The Bayesian probability is named after Thomas Bayes. It interprets probability as a degree of personal conviction and differs from the objectivistic perceptions of probability, such as the frequentistic concept of probability (which interprets probability as relative frequency). The concept of probability is often used to re-measure the plausibility of a statement in the light of new findings. Laplace discovered later independently of Bayes and used it to solve problems in celestial mechanics, in medical statistics etc.
For example, Laplace estimated Saturn’s mass based on existing astronomical observations of its orbit. He explained the results along with a hint of his uncertainty: “I bet that with 1 in 11,000 error that this result is no greater than 1/100 of its value.” Laplace would have won the bet because 150 years later, its result had to be corrected by only 0.37% based on new data.
The probability was first elaborated at the beginning of the 20th century, especially by Harold Jeffreys and Frank Plumpton Ramsey. Ramsey later developed an approach which he could not pursue due to his early death, but which was independently adopted by Finetti. The basic idea is to take rational estimates as a generalization of betting strategies: there is a lot of information/measurements/data points, and an answer is sought to the question of how much one would bet on the correctness of one’s assessment or which odds one would give. Several arguments against (frequentist) statistical methods were based on this basic idea, which has been debated between Bayesian and Frequentist since the 1950s.

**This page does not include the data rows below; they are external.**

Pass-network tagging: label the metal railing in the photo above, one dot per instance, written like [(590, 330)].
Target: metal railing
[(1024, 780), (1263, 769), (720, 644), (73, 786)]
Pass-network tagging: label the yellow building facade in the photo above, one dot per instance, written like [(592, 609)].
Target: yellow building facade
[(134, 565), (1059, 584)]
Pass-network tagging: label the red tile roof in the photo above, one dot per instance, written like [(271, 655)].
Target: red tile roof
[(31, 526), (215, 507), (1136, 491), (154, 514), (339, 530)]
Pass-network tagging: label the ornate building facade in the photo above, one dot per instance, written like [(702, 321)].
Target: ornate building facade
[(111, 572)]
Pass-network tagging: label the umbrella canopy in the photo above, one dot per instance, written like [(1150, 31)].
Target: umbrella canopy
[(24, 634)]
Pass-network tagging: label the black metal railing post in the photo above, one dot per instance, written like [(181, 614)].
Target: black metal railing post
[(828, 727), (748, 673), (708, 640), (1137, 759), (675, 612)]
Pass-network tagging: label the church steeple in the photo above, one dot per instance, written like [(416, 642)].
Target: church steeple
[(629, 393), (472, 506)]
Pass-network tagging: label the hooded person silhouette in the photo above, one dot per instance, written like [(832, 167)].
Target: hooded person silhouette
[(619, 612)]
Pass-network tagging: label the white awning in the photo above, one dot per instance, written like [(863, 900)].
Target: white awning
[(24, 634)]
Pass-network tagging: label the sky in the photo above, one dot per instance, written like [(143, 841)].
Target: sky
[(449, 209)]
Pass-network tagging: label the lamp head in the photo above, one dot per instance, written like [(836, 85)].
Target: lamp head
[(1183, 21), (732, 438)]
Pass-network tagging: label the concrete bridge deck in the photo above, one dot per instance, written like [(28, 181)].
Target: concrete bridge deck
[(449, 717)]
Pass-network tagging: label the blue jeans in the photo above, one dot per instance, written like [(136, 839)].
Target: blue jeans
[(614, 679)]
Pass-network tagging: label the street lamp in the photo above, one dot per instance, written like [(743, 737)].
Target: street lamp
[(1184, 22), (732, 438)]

Formalization of probability concept
If one is willing to interpret probability as security in the personal assessment of a fact, the question arises what logical properties this probability must have in order not to be contradictory. Cox made a significant contribution to this. It calls for the validity of the following principles:
- Transitivity: If probability A is greater than probability B, and probability B is greater than probability C, then probability A must also be greater than probability C. Without this property, it would not be possible to express probabilities in real numbers, because real numbers are arranged transitively. Besides, paradoxes such as this would occur: a man who does not understand the transitivity of probability has bet on horse A in a race. But he now believes horse B is better and exchanges his card. He has to pay something, but he doesn’t mind because he has a better card now. Then he thinks horse C is better than horse B. Again, he exchanges and has to pay something. But now he believes horse A is better than horse C. Again, he exchanges and has to pay something. He always thinks he’s getting a better card, but now everything is back to the same, but he’s gotten poorer.
- Negation: If we have an expectation about the truth of something, then we implicitly also have an expectation about its untruth.
- Conditioning: If we expect the truth of H, and also an expectation about the truth of D if H is true, then we implicitly also expect the simultaneous truth of H and D.
- Consistency (soundness): If there are multiple methods of using certain information, then the conclusion must always be the same.
Generally speaking, there are two interpretations of Bayesian probability. For objectivists, interpret probability as an extension of logic, probability quantifies the reasonable expectation that everyone (even a robot) who share the same knowledge according to the rules of Bayesian statistics, which can be justified by Cox’s theorem. For subjectivists, probability corresponds to a personal belief. Rationality and coherence allow for substantial variation within the restrictions they raise; restrictions are justified by the argument by Finetti’s decision theory and theorem. The objective and subjective variants of Bayesian probability differ mainly in their interpretation and construction of the previous probability.
Practical importance in statistics
To be able to tackle such problems in the context of frequentist interpretation, the uncertainty is described there using a specially invented variable random size. Bayesian probability theory does not require such an auxiliary size. Instead, it introduces the concept of a priori probability, which summarizes the observer’s prior knowledge and basic assumptions in a probability distribution. Representatives of the Bayes approach see it as a great advantage to explicitly express priori knowledge and a prior assumptions in the model.